The dinosaur garden is the first of its type in Palestine. Jodah says that he wants to develop a fresh drive in the Strip for tourism, something long-forgotten and neglected since Israel’s siege and economic blockade was imposed nine years ago.
Jodah explains how the construction of the dinosaurs came about, telling MEE that each of the dinosaurs is basically a steel frame with internal motors and an external leather skin covering everything. These ideas came from local Gaza engineers, who had to do the best they could with a lack of raw materials and sporadic power supplies. Jodah knew that Gaza had highly skilled workers and engineers, but Israel’s blockade on incoming raw materials hit the territory hard, and the fact that his staff could not go and see, or join in with, the construction in China made the project difficult.
The dinosaurs were designed in Gaza, but had to be ordered from China, with German engineers working in China building the models.
The fact that Jodah had to lobby Israel for months to get the materials and models into Gaza was a source of frustration for the park's developers. "Bringing entertainment materials for fun was not seen as a humanitarian need according to the Israelis," said Jodah. Israeli restrictions on model size also meant that he has no option but to make the dinosaurs smaller than to-scale.

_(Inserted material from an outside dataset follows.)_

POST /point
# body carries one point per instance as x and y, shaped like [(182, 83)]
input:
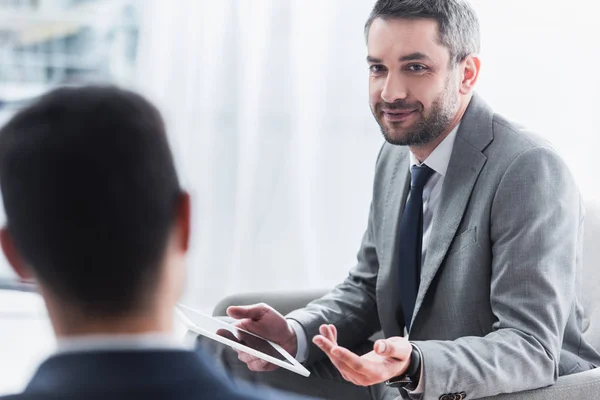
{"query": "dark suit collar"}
[(114, 370)]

But still, the end results are successful and Jodah and his team are satisfied with the level of public interest. Hundreds flooded into the place in the first five days and it gets particularly busy during sunset hours. As a dinosaur tail swishes slowly to the side, its deep roar rumbles through the air and its eyes open and blink at Jodah and the smiling children around the park.
Determination for life
As for the delays caused by Israel, in responding to Jodah’s requests, he can only interpret it as a war against culture and entertainment.
“Israel has to realise that, after all, we are not born for wars, we are a nation that loves life, education and entertainment.”.

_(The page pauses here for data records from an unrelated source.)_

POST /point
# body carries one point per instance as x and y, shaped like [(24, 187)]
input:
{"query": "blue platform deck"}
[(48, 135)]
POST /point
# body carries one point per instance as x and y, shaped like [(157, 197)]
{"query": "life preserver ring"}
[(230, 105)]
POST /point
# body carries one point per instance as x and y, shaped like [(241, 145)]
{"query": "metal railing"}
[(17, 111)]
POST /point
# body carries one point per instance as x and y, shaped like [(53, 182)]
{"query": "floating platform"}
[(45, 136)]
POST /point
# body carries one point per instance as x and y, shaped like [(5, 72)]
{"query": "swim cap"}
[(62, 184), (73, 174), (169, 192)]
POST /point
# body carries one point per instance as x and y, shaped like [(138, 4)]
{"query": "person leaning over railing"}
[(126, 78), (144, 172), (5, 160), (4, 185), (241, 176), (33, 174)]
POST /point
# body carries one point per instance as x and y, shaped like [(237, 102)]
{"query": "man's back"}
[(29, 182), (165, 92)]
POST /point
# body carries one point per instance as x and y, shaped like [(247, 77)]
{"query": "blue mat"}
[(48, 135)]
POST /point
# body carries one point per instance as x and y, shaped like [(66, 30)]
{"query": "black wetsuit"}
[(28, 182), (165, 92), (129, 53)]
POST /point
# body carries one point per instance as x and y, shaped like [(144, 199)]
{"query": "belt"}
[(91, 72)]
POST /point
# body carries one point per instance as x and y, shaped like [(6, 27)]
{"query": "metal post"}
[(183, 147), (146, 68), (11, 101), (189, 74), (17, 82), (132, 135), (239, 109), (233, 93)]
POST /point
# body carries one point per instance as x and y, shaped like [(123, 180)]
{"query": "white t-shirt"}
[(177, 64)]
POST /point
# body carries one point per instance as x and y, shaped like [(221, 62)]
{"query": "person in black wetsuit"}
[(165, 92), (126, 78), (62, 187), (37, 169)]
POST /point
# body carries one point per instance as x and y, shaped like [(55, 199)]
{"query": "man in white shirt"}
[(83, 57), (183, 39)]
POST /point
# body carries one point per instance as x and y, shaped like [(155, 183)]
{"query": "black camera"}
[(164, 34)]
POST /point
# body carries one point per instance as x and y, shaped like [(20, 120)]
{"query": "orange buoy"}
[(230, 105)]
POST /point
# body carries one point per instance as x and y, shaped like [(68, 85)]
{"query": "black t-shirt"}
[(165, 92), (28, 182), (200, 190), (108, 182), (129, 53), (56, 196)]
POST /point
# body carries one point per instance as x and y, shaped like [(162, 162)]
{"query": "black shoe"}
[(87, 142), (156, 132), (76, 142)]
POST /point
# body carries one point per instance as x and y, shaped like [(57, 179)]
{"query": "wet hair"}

Ten year-old Ahmed Abu Aker says that immediately upon completion of his school exams and after receiving his results, his father had promised to take him from Rafah to Gaza City to see the exhibit.
“I saw lots of information on this new city of dinosaurs, on Facebook, where people are sharing photos, and decided to come and see for myself with my family,” he says. He was not disappointed.
Jodah says his project is not yet complete, and is determined to continue challenging Israel’s siege, while he pursues other ideas for attractions in Gaza. If Palestinians in Gaza are trapped and can’t make it to the outside world, he says, this should not stop the ambitions of creative young business people.
“Across the world, there are people who have good ideas and capital, and that includes Gaza too, and we can compensate for Israel’s blockade by trying to bring enjoyment to people’s lives, instead of just bombs.”
Mena and Hala Al-Najjar know it will take maybe two years for the new Jurassic World movie to reach Gaza, on Arabic TV channels, but at least, for now, they have artificial dinosaurs to bring them some magical history, thrills and entertainment, to escape the political reality of life under siege in Gaza. Such diversions are important given that there are an estimated 370,000 children who have been left shell-shocked by Israel’s last war on Gaza in the summer of 2014, and many are still in need of treatment.
Jurassic World is the first film to gross more than $500m (£322m) at the global box office on its opening weekend. Jodah realises his dinosaur theme park will not reap similar profits, but he says he’s made a policy not to refuse people who can’t afford it. The tariff is three shekels per child ($0.80), but what matters most to Jodah is feeling he has relieved Gazans - who want to be part of the global community - of some of the isolation imposed by Israel for the past nine years.
“I know I will drag my friends out to come again, because I like the feeling that we belong to a world of people and children enjoying the same things,” adds Abu-Aker.